Controversial solar array finally goes live
A solar power array atop Louis Industries in Paynesville, Minn., that generated no electricity for most of this year went online last week, ending a controversy with Xcel Energy.
In July, after months of waiting for Xcel to connect the solar array, Leo Louis, CEO of the family-owned contract manufacturer, complained in a front-page Star Tribune article that the utility was engaging in a “program of delay from higher up.” The project became a symbol of utility foot-dragging on solar power, a charge Xcel denied.
After the article appeared, Xcel Minnesota President Chris Clark called Louis and promised to make things right. Louis now says Clark lived up to his word.
“They finally came to the table,” Louis said. “Chris Clark said he was going to do it, and he did.”
On a sunny day last week, Louis said the 1,216 solar panels were producing more than enough power for the factory, with the excess being sold to Xcel.
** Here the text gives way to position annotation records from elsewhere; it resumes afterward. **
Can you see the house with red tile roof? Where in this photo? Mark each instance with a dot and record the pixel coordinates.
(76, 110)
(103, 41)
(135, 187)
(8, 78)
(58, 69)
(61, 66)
Some millionaires want higher minimum wage
The “Patriotic Millionaires,’’ 200 self-identified millionaires, plan to “storm” Capitol Hill for two days this week with an “anti-oligarch agenda” that includes support for a federal bill that would raise the minimum wage to $15 per hour.
They also support a bill, proposed in the U.S. Senate by Sen. Tammy Baldwin of Wisconsin, that would quit the preferential treatment of so-called “carried interest” and put it at the higher personal income tax rate of the investment fund managers who benefit.
The high-buck group also backs the “Disclose Act,” which would require campaign organizations, including so-called Super PACS and tax-exempt organizations — to promptly disclose donors who have given $10,000 or more during an election cycle.
Group members must have assets of at least $5 million or incomes of $1 million or more.
MEDA gets honor, capital
Metropolitan Economic Development Association (MEDA), the business-backed nonprofit adviser and financier of fledgling minority-owned businesses, has been honored as a “Small Business Leader” by Goldman Sachs, the Surdna Foundation and Opportunity Finance Network (OFN), including a $50,000 grant.
MEDA, which helped its clients add $21 million in financing and hundreds of jobs last year, will use the capital to leverage loans and other assistance.